Suite à quoi, Philipp Stauber, président du groupe UDC au Conseil communal lausannois prend la défense de Claude-Alain Voiblet. «Mesdames et Messieurs, personne n'est parfait», commence-t-il. «Claude-Alain Voiblet vous a donné pleine satisfaction durant des années, il faut s'en rappeler». Minute poétique de la soirée, il clôt sa plaidoirie en citant Jean de la Fontaine, «Une Montagne en mal d'enfant, jetait une clameur si haute, que chacun, au bruit accourant, crut qu'elle accoucherait, sans faute, d'une cité plus grosse que Paris; elle accoucha d'une souris-»

Puis, les députés, dont une vingtaine d'UDC lausannois, se retrouvent en huit-clos, excluant une heure durant les journalistes du débat. Dehors, à Savigny, il fait froid. Le résultat tombe à 1h15 du matin. Au moment de l'annonce, Claude-Alain Voiblet s'est déjà sauvé. 91 voix l'excluent du parti, 57 le soutiennent. Pierre Oberson, président sur le départ de l'UDC du district de Lausanne, est également exclu par 101 voix contre 49.

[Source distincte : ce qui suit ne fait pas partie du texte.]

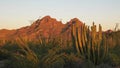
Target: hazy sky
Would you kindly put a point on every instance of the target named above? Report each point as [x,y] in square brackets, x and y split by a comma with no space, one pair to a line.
[18,13]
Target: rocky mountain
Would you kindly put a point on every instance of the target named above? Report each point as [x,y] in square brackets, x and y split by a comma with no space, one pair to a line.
[46,27]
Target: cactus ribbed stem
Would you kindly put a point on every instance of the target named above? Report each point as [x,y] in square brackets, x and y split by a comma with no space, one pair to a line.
[89,43]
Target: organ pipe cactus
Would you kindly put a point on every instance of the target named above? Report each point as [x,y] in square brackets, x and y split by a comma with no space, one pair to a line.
[90,44]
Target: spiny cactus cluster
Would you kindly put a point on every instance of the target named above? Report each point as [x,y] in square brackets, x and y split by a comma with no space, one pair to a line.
[89,44]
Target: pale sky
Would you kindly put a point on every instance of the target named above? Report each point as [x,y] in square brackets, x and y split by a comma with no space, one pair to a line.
[18,13]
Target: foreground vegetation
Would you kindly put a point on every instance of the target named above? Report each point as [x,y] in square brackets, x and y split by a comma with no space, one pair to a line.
[87,49]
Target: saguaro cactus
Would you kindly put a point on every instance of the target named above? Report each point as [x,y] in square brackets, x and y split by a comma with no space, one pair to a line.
[89,44]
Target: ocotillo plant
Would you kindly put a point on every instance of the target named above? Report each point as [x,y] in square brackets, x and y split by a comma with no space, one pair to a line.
[89,44]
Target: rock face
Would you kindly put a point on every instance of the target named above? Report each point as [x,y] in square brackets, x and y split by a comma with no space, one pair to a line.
[46,27]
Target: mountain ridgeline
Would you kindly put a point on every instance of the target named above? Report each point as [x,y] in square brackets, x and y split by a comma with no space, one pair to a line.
[45,27]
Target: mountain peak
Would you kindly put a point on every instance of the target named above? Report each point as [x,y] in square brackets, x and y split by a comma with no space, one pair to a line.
[46,17]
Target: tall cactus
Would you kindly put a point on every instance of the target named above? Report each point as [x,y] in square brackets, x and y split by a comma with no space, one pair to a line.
[89,44]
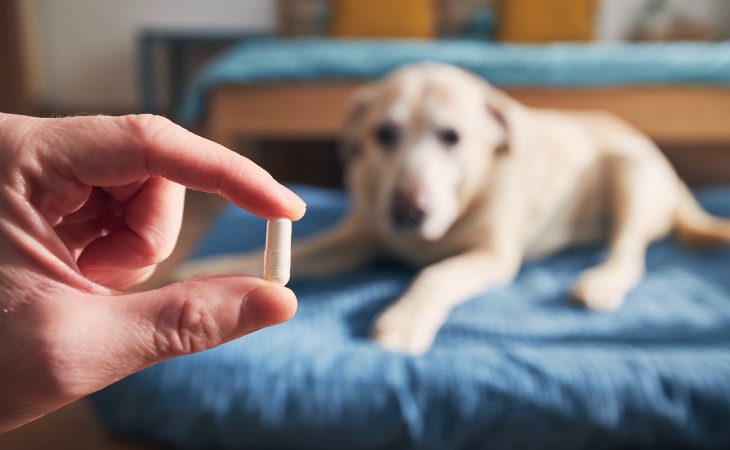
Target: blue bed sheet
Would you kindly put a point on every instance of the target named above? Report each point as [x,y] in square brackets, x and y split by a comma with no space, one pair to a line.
[520,367]
[571,65]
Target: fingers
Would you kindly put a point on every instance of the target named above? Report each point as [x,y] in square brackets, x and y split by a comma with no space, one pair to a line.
[115,151]
[151,225]
[192,316]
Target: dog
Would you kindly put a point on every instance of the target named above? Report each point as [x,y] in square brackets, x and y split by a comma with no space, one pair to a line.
[451,175]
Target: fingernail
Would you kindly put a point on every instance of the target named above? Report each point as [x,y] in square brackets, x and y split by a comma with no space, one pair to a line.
[294,199]
[268,305]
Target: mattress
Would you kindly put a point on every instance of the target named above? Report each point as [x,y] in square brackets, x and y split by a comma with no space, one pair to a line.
[262,61]
[518,367]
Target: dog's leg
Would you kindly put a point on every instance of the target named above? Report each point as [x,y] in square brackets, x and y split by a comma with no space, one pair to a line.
[411,323]
[644,196]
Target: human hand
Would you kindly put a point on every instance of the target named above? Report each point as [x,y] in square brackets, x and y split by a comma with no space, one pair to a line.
[90,206]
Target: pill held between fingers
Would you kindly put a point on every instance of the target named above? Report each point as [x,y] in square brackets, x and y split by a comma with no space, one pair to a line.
[277,255]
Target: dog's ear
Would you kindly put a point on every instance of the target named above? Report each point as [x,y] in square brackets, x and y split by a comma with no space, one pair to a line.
[349,146]
[503,147]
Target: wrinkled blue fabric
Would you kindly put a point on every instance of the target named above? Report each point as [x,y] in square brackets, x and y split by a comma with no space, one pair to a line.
[520,367]
[264,61]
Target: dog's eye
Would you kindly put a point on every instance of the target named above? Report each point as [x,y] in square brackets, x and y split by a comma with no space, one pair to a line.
[449,137]
[387,135]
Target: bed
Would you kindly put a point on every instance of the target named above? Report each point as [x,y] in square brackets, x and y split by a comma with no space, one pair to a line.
[520,367]
[677,93]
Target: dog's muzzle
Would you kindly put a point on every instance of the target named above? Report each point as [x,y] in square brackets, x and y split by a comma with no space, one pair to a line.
[407,212]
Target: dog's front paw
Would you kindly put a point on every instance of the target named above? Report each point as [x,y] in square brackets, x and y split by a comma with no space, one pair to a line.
[401,329]
[602,289]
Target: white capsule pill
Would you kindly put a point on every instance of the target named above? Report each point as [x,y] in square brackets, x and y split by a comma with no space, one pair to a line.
[277,256]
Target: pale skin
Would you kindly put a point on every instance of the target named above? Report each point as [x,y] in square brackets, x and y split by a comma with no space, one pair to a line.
[88,207]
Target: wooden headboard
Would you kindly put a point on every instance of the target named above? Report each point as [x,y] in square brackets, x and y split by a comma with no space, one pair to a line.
[307,18]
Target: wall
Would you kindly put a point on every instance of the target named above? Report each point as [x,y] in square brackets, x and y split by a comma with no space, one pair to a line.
[617,18]
[87,58]
[83,51]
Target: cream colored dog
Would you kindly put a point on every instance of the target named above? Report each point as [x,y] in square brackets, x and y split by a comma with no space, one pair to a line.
[453,176]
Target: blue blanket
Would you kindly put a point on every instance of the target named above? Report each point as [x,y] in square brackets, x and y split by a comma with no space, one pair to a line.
[520,367]
[571,65]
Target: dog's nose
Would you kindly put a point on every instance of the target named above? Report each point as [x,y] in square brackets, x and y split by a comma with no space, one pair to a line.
[407,211]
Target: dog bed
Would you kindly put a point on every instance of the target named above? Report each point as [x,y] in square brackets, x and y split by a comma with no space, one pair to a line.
[272,61]
[520,367]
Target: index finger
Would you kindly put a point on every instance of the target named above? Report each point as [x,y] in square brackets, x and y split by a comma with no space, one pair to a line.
[114,151]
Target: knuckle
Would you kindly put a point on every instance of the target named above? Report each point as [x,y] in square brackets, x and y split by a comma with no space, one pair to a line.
[146,127]
[187,328]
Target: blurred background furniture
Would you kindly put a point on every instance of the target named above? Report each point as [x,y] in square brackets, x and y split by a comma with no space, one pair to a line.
[296,90]
[14,96]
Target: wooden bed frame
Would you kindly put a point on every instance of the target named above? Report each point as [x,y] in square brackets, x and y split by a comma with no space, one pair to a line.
[690,123]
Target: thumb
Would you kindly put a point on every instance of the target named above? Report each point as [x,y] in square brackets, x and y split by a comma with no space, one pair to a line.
[194,315]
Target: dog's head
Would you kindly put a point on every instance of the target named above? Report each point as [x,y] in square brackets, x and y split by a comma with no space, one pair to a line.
[420,144]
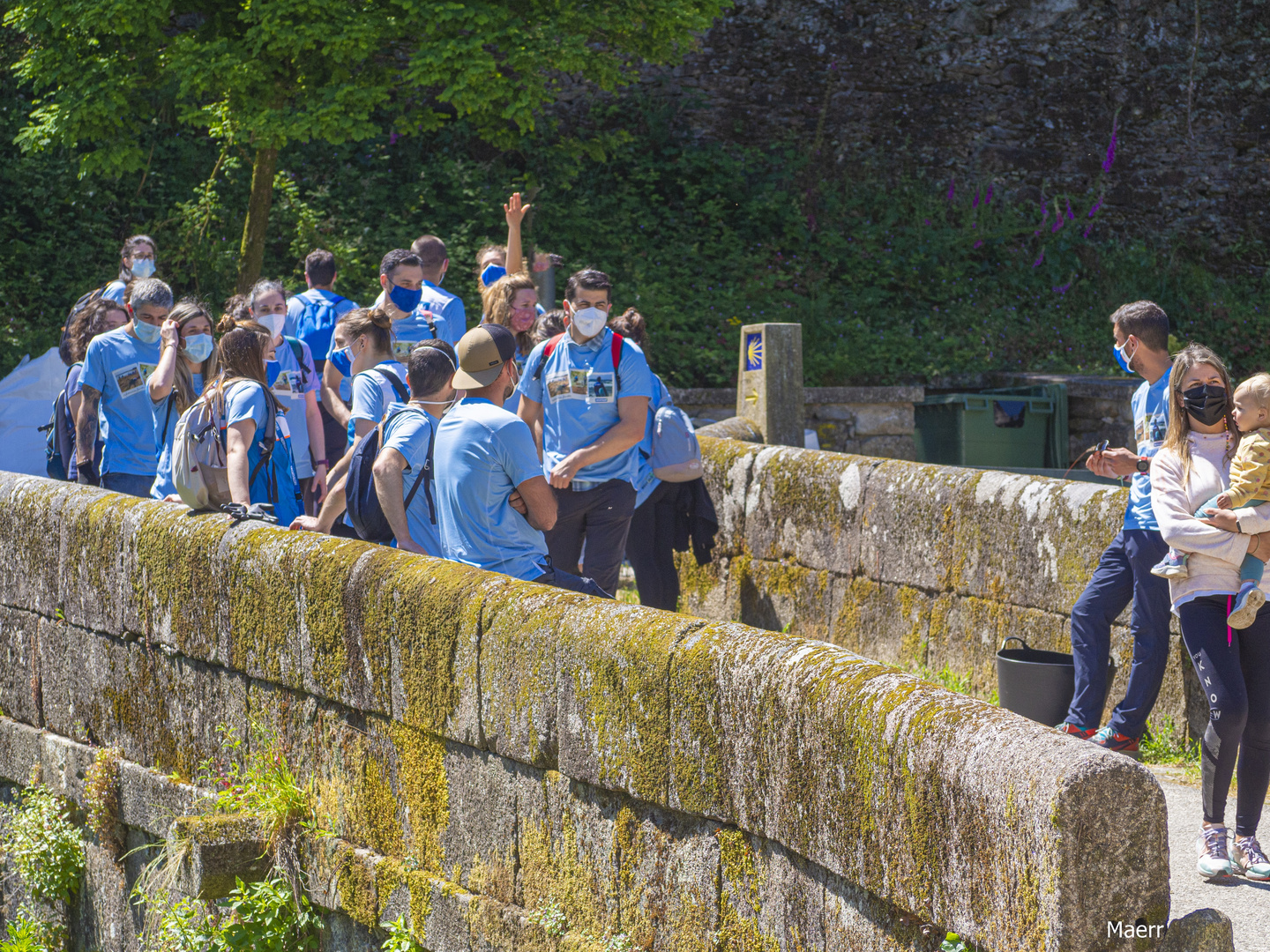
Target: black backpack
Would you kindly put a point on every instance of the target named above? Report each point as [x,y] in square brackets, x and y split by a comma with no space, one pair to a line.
[361,498]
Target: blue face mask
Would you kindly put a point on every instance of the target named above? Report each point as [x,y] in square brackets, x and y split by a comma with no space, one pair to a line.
[146,333]
[198,346]
[343,361]
[404,299]
[1120,358]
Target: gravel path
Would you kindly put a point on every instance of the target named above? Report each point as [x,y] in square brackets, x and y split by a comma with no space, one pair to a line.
[1246,903]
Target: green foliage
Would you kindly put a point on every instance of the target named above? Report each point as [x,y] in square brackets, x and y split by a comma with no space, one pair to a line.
[400,940]
[101,799]
[1165,746]
[43,844]
[259,917]
[257,779]
[892,279]
[26,933]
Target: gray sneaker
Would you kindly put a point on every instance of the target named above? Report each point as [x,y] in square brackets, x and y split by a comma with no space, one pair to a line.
[1249,859]
[1214,862]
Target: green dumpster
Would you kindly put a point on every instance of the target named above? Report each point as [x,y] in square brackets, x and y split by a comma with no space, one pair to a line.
[983,429]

Certains ont la mémoire courte: beaucoup qui ont voté contre moi ce soir ont oublié que je les ai aidé à monter leurs sections, ou à rédiger leurs rapports au Grand Conseil. C'est dommage.

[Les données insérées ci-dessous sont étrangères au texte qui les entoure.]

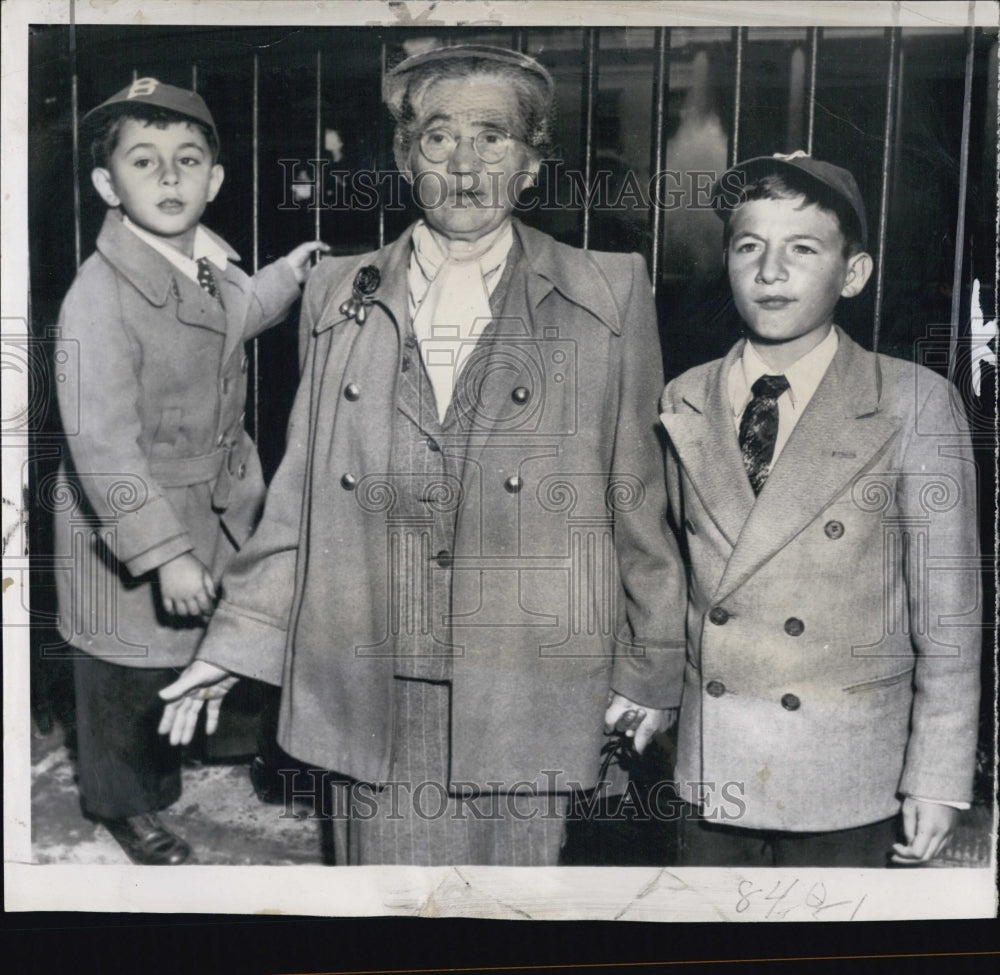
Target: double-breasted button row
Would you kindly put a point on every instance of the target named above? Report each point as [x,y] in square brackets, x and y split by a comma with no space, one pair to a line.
[715,688]
[352,393]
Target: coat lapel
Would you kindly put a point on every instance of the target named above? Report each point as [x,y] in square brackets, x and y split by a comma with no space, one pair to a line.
[704,436]
[839,434]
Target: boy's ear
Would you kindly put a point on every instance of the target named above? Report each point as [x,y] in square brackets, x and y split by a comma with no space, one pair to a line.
[215,181]
[859,270]
[105,186]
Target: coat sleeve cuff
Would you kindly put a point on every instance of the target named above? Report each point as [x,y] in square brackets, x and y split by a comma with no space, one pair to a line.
[244,642]
[652,676]
[159,555]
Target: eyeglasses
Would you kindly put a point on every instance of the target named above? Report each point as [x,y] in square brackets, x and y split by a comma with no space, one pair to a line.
[490,145]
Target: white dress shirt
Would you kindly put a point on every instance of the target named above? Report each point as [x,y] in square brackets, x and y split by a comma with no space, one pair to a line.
[804,376]
[203,246]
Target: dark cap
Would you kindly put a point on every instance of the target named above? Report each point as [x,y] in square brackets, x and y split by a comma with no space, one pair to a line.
[727,195]
[397,79]
[149,91]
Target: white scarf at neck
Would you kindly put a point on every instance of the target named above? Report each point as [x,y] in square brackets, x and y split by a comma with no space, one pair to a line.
[450,282]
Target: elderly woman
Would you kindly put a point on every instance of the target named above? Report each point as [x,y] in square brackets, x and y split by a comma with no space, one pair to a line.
[464,561]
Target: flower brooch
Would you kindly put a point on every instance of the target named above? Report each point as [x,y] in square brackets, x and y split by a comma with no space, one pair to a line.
[366,283]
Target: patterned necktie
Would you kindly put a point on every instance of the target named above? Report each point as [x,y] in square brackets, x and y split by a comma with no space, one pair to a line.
[759,428]
[205,277]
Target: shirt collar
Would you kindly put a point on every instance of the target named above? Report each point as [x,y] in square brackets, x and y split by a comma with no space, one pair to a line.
[203,246]
[803,375]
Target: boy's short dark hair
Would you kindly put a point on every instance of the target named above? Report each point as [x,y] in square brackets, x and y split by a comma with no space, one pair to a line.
[106,127]
[789,183]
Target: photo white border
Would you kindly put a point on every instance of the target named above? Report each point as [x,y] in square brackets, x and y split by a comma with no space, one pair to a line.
[645,894]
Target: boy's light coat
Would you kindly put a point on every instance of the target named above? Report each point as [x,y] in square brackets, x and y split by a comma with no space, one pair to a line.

Dix minutes plus tard, c'est Claude-Alain Voiblet, depuis sa voiture, qui nous appelle «pour connaître le résultat du vote», même s'il savait la conclusion inévitable. «Le débat a montré la fracture entre ville et campagne», analyse-t-il. «La vraie motivation de l'exclusion venait surtout du fait que je dérange. Mais j'étais préparé à cette décision. Je me suis quand même dit que certains ont la mémoire courte: beaucoup qui ont voté contre moi ce soir ont oublié que je les ai aidé à monter leurs sections, ou à rédiger leurs rapports au Grand Conseil. C'est dommage.»

La RTS révélait plus tôt dans la soirée la démission de Claude-Alain Voiblet du groupe UDC au Grand Conseil vaudois. Le député garde son mandat mais siègera désormais sous une casquette d'indépendant.